We're living through the first world cyberwar – but just haven’t called it that

The job of the historian is often to pull together broad themes and trends, then give them a snappy title that people will easily recognise and understand. That’s how we end up with labels like “The decline and fall of the Roman Empire” or “The Rise of Hitler and the Third Reich”.

As someone who studied history, I’ve had this lingering curiosity about how historians of the future will view our times. It is easy to imagine textbooks in a hundred years with chapters that start with Reagan and Thatcher and end with the global financial crisis and called something like The Western Neoliberal Consensus 1979-2008.

But contemporaries seldom refer to events with these names, or can see the sharp lines that the future will draw. It wouldn’t have seemed obvious with the capture of Calais in 1347 that this decisive siege was just one early development in a dynastic struggle that would come to be known as the hundred years war.

This always makes me wonder what broader patterns we might be missing in our own lives, and I’ve come round to thinking that we might already be living through the first world cyberwar – it’s just that we haven’t acknowledged or named it yet.

What might a timeline of that war look like to a future historian? Well, 2007 seems like a good bet as a starting point – with a concerted series of cyber-attacks on Estonia. These were particularly effective, because the Baltic state has pushed so much of its public life online. The attacks were generally regarded to have come from Russia with state approval. That’s just one reason why I suspect cyberwarfare will provoke endless debates among historians.

Cyberwarfare is clearly a front where nation states will try to gain advantage over each other and make plans for attack and defence. But, like espionage, it is a murky world where it is hard for outsiders to get an exact grasp on what is being done. Nation states seldom openly claim credit for hacking.

In 2008 there were events that a historian might weave into a narrative of a global cyberwar, when several underwater internet cables were cut during the course of the year, interrupting internet communication and particularly affecting the Middle East. Some have argued these were accidents caused by ships dragging their anchors, but they mostly remain unsolved mysteries, with the suspicion that only state actors would have the required equipment and knowledge to target the cables. Of course, it might have just been sharks.

In 2010 the Stuxnet worm was used to attack Iran’s nuclear program. Carried on Microsoft Windows machines, and specifically targeting software from Siemens, Stuxnet was reported to have successfully damaged the fast-spinning centrifuges used to develop nuclear material in Iran. Analysts at the time thought the computer virus so sophisticated that it must have been developed with state support – with fingers frequently pointed at the US and/or the Israelis.

Another event from 2010, the WikiLeaks American embassy cables release, which the Guardian participated in the publication of, would be irresistible for a historian to refer to in this context. It is also one of the things that makes the first world cyberwar different from conventional warfare – the mix of nation states being involved with pressure groups, whistleblowers and hackers. As well as the state apparatus, a history of this period of electronic warfare would have to name Julian Assange, Chelsea Manning, Edward Snowden, Anonymous and the Syrian Electronic Army as key players.

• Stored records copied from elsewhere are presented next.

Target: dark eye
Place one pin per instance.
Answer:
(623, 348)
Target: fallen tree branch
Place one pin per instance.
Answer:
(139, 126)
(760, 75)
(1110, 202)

We are definitely living through something global in scope. North Korea has been suspected of hacking as a way to achieve diplomatic goals. The FBI publicly accused it of hacking Sony Pictures in 2014, exposing confidential company information. It was a hack of a Japanese company, targeted by an Asian state, with the aim of pressuring the US arm of the company over a movie.

Along the way there have been other equally odd quirks of war – the infected USB keys distributed at a US military base in 2008, or the curious laptop theft at a facility in Scotland that had recently received an official Chinese delegation.

The one that historians will be unable to ignore though is the 2016 US election campaign being influenced by alleged hacked and leaked emails – and the open speculation there was an attempt to hack into election counting machines by a foreign power. It might be unprecedented, but it isn’t going to go away. 

What reason is there to suppose that these events might eventually be grouped together as a single world cyberwar by historians? Well, for me, it is the idea that hostilities might formally come to an end.

You can envisage a scenario where Russia, China and the US can see a mutual benefit in de-escalating cyber-attacks between the three of them, and also begin to collectively worry about cyberwarfare capabilities being developed in a range of smaller nation states. Cue a UN summit about cyberwarfare, and the development of some code of conduct, or an anti-cyberwarfare treaty that provides historians with a neat endpoint.

It isn’t, of course, that nation states would stop electronic surveillance or building up hacking capabilities, but as with most wars that don’t deliver a decisive victory, eventually they become too expensive and too disruptive to maintain.

It is important to remember that the internet originally came from defence research, designed to provide communications capabilities in the event of a nuclear attack. It wouldn’t surprise me if in a hundred years it is the military purpose that historians mainly remember it for, and that we are living through the first time it is being used in anger.